Contributors: Jon Dolan, Will Hermes, Christian Hoard, Rob Sheffield, and Simon Vozick-Levinson
There's old-school, and then there's "Man, it would rule if someone would invent electricity" old-school. Beck's "album" of sheet music turned out to be a sly collection of folky swing tunes, steeped in Beck's absurdist wit. One ukulele ballad, "Old Shanghai," even became a YouTube hit.
The Lips return to the apocalyptic acid punk of their Eighties albums, with monkish meditation, darkening-plains rumble and scouring electronics. It's what happens when psych heroes find the hard-won honesty in whoa-dude revelation.
This duo's third set of psychedelic electronic rock gets pretty dark, but its wordless tension-and-release journeys are no less majestic. It's filled with tsunamis of corroded synthesizer noise and industrial beats — like the soundtrack to a dystopian sci-fi movie, or real life in 2013.
Once again, the avant-R&B rebel proved the raw power of her global-cauldron dance beats and hater-blasting lyrics. Matangi takes on her bird-flipping 2012 Super Bowl scandal and even has a tender lover's jam in "Come Walk With Me," finding revelation by living out contradiction.
After four years away, the mod Scottish boys jump back into the game swinging hard. Right Thoughts has many of their friskiest tracks ever, long on witty high-energy blasts of rhythm-guitar lechery.
Hey, you got Mumford & Sons in my EDM! Swedish producer Avicii slyly celebrated electronic music's stateside boom by combining vintage roots music and energetic house beats. It's an exuberant cross-cultural good time, and thanks to anthems like "Wake Me Up," it never lets up.
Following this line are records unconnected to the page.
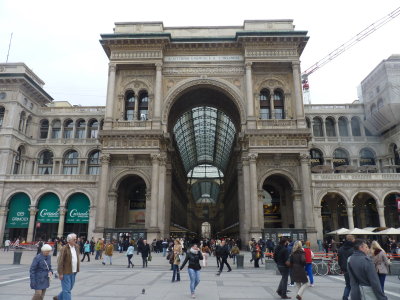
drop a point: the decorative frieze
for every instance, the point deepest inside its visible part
(123, 55)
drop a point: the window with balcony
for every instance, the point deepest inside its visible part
(45, 164)
(94, 163)
(68, 129)
(70, 163)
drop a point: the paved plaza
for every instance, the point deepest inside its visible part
(99, 282)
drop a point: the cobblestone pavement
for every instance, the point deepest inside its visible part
(99, 282)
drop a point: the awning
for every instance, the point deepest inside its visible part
(48, 209)
(78, 209)
(18, 214)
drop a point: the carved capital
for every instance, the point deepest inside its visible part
(105, 159)
(253, 157)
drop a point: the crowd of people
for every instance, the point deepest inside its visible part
(364, 263)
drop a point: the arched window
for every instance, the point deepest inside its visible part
(70, 163)
(143, 105)
(330, 127)
(21, 121)
(68, 128)
(18, 160)
(343, 129)
(355, 126)
(45, 164)
(279, 104)
(130, 100)
(340, 158)
(94, 163)
(44, 129)
(367, 157)
(317, 127)
(317, 157)
(380, 103)
(80, 129)
(265, 109)
(56, 129)
(93, 129)
(2, 111)
(373, 108)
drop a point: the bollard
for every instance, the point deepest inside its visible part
(239, 261)
(17, 257)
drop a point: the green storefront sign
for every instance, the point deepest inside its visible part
(78, 209)
(48, 209)
(18, 214)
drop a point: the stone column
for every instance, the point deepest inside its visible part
(112, 208)
(381, 214)
(349, 210)
(155, 158)
(255, 229)
(306, 185)
(297, 210)
(298, 96)
(246, 197)
(161, 195)
(103, 193)
(31, 228)
(112, 68)
(3, 219)
(157, 92)
(249, 96)
(60, 231)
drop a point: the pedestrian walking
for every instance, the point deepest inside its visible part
(86, 251)
(68, 267)
(363, 276)
(193, 256)
(7, 244)
(41, 272)
(146, 255)
(298, 263)
(381, 262)
(108, 253)
(309, 257)
(129, 255)
(224, 254)
(344, 253)
(281, 257)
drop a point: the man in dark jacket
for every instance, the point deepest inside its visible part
(224, 253)
(281, 257)
(344, 253)
(362, 272)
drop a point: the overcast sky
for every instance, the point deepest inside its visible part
(59, 40)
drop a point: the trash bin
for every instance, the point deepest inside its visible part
(17, 257)
(239, 261)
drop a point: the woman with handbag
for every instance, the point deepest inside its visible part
(381, 262)
(298, 263)
(41, 272)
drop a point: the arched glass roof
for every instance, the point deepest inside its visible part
(204, 135)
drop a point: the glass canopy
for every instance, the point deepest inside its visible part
(205, 136)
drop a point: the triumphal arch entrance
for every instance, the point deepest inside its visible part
(205, 131)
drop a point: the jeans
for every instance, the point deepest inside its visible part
(106, 257)
(382, 278)
(221, 265)
(67, 283)
(176, 273)
(282, 288)
(346, 292)
(194, 276)
(309, 272)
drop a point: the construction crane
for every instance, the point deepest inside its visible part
(342, 48)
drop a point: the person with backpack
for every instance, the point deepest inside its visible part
(281, 257)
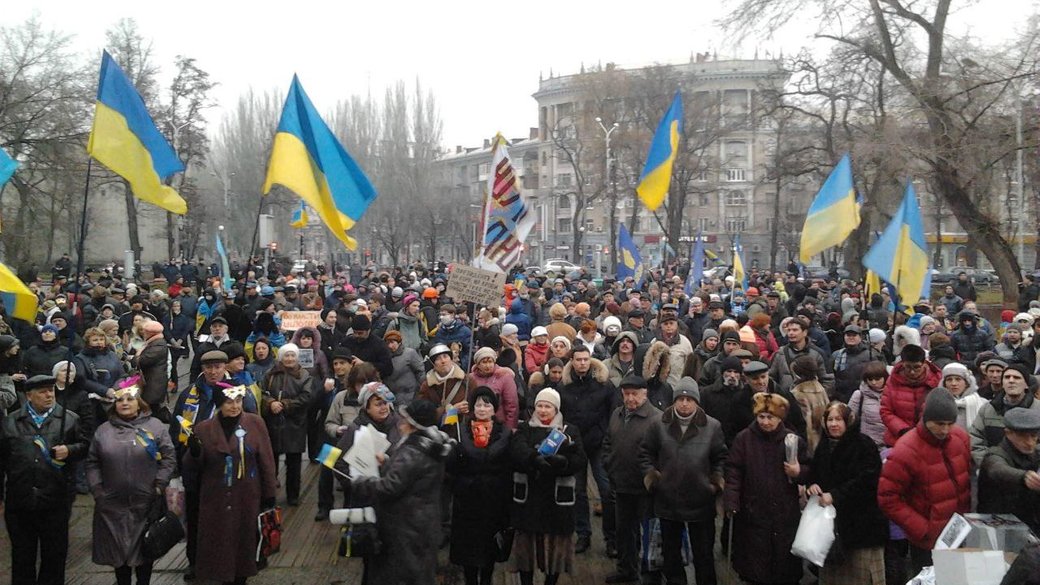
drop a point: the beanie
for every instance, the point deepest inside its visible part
(550, 396)
(939, 407)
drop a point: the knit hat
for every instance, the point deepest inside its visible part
(484, 353)
(877, 335)
(686, 386)
(772, 403)
(939, 406)
(562, 339)
(550, 396)
(287, 349)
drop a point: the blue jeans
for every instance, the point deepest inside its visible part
(582, 525)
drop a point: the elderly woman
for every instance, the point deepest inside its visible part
(761, 496)
(481, 486)
(231, 455)
(544, 491)
(128, 467)
(845, 472)
(286, 398)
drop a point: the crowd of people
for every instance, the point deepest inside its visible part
(682, 420)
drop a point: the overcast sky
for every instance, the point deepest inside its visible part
(482, 59)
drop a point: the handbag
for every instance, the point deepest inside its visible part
(503, 544)
(163, 530)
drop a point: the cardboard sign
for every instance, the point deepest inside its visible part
(293, 321)
(475, 285)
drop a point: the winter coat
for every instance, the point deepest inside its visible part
(407, 498)
(924, 482)
(372, 350)
(969, 345)
(903, 402)
(622, 446)
(152, 362)
(1002, 484)
(456, 387)
(685, 467)
(40, 359)
(408, 374)
(539, 512)
(865, 405)
(227, 528)
(849, 468)
(767, 506)
(987, 430)
(287, 429)
(456, 332)
(587, 402)
(481, 482)
(123, 477)
(502, 382)
(520, 319)
(31, 482)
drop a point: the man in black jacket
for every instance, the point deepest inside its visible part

"I'm cold and I'm cold and I'm cold and I'm stubborn," Savages' Jehnny Beth informs us on the band's debut. With the repetitive insistence of a howitzer and the urgency of an air-raid siren, these four women made some of 2013's scariest, most thrilling noise, finding new worlds of terror and stress in Eighties U.K. post-punk.
Odd Future's brightest cult star lives up to his reputation as an unholy verbal wizard on his long-awaited debut album. He also upends it — pushing past the amoral bomb-lobbing that won him notoriety with a newly introspective style, perfectly suited to third-eye-opening beats courtesy of Pharrell, RZA and Earl himself.
Releasing your major-label rap record the same day as Kanye took balls. So did staying true to hip-hop's vaunted edutaining tradition with a set of hypersmart, excellently self-produced tracks that recall, well, vintage Kanye in their ability to dramatize the tension between Hov-size career ambition and post-Pac truth saying.